Tra tutte le possibili squadre accreditate per una partecipazione al Super Bowl, i Kansas City Chiefs figuravano quest’anno tra le realtà sorprendentemente meno considerabili. Pare quasi strano a scriverlo, ma poco più di un mese fa tale considerazione era quanto mai reale, frutto di un giocattolo offensivo in precedenza perfetto, ora inevitabilmente rotto. Già, perché a guardare le statistiche dell’attacco condotto dall’indistruttibile Patrick Mahomes, ci si rendeva facilmente conto di come le stesse fossero le peggiori mai scritte da quando il numero 15 in rosso è stato posto alla guida di un timone ricco di successi prestigiosi, sovente collezionando numeri da capogiro, appartenenti alla fascia d’élite della NFL. Eppure, in quello scorso Natale così avaro di gustosi dolciumi, i Chiefs parevano prede di una rottura prolungata e privi di una chiara soluzione per il rimedio, per rimettersi in carreggiata e dimostrare di valere la detenzione del titolo di campioni in carica. Parevano persi, privi di idee, energie, personale offensivo adatto, e stavano vivendo un pericoloso momento di distonia nel quale una franchigia rischia tipicamente di perdere gli equilibri interni, tanto eroicamente stava giocando la difesa, tanto misero era il livello prestazionale offensivo.

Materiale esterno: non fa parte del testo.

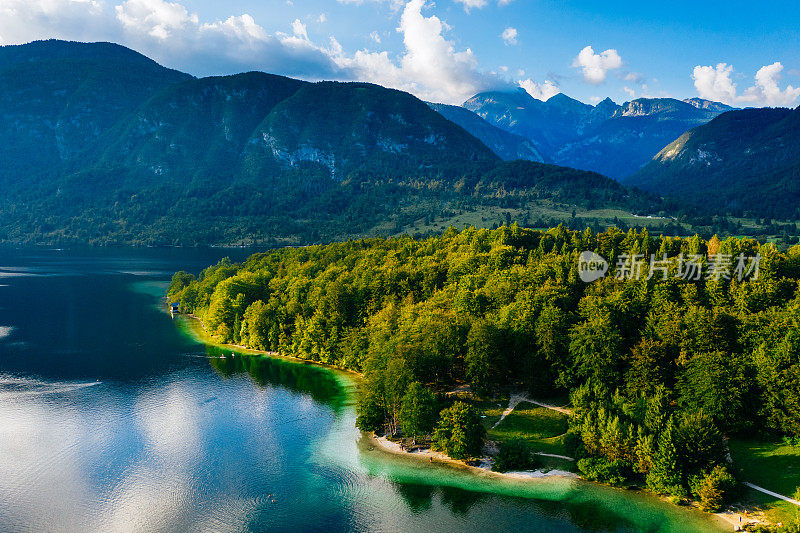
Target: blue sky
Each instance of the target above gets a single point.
(745, 54)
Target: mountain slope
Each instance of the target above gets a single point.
(742, 161)
(619, 145)
(104, 146)
(607, 138)
(505, 145)
(58, 97)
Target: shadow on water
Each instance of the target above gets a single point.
(319, 383)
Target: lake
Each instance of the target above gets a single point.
(113, 418)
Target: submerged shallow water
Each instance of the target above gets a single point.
(113, 419)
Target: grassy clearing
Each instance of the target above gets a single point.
(541, 428)
(774, 466)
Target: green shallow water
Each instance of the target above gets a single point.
(112, 418)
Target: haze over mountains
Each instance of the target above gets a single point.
(615, 140)
(745, 161)
(100, 144)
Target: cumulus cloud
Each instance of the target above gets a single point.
(595, 67)
(472, 4)
(27, 20)
(716, 83)
(479, 4)
(430, 65)
(540, 91)
(509, 36)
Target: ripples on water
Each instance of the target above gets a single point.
(112, 420)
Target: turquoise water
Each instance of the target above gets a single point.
(113, 419)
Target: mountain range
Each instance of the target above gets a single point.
(99, 144)
(614, 140)
(741, 162)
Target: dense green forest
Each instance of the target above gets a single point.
(659, 370)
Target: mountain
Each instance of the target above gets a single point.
(101, 145)
(548, 126)
(607, 138)
(745, 161)
(505, 145)
(701, 103)
(59, 97)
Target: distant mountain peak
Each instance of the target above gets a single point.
(701, 103)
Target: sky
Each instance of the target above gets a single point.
(740, 53)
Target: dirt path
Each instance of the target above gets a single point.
(515, 400)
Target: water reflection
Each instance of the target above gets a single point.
(318, 383)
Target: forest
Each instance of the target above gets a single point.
(660, 370)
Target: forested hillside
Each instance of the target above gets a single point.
(658, 369)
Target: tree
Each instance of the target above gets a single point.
(486, 368)
(417, 413)
(459, 432)
(597, 347)
(665, 475)
(714, 489)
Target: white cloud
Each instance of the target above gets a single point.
(22, 21)
(540, 91)
(430, 66)
(300, 30)
(767, 84)
(595, 67)
(473, 4)
(478, 4)
(633, 77)
(509, 36)
(716, 83)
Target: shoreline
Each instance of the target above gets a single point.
(351, 378)
(432, 456)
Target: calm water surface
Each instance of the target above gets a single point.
(113, 419)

I campioni veri emergono in queste circostanze. I Chiefs sono rinati esattamente lì, dopo quell’effimero 20-14 patito contro gli odiati Raiders, in una settimana dove le critiche verso la poca attenzione rivolta al settore ricevitori durante la scorsa free agency si sono nuovamente accese, dettando i limiti delle reali velleità di una squadra che sembrava pronta a cedere il testimone a qualcun altro. E mai Mahomes era stato visto giocare così male, un segnale preoccupante per un reparto che, in perfetta solitudine, aveva condotto in solitaria Kansas City più volte sul Mount Rushmore della National Football League, aprendo un ciclo che stiamo ancora oggi testimoniando. Andy Reid, il management, il roster tutto, ciascuna di queste persone ha dovuto cancellare e ripartire da zero dopo un’accurata osservazione allo specchio, cercando di analizzare cosa non funzionasse, senza perdere la calma e trovare gli aggiustamenti necessari per rimettere in piedi una cavalcata vincente. Perché, alla fine dei conti, chi ha il DNA del campione dentro sé, possiede questa capacità di reset, di non guardarsi più indietro, e di perseguire nel credere in sé al punto da convincere anche gli altri. Solo così è stato possibile ritrovare la compagine del Missouri quale rappresentante della AFC alla finalissima per la terza occasione dell’ultimo quadriennio, come pure al sesto Championship di Conference consecutivo, un traguardo che come paragone di recenti tempistiche regge solamente con la dinastia eretta da Sir Bill Belichick e The Goat.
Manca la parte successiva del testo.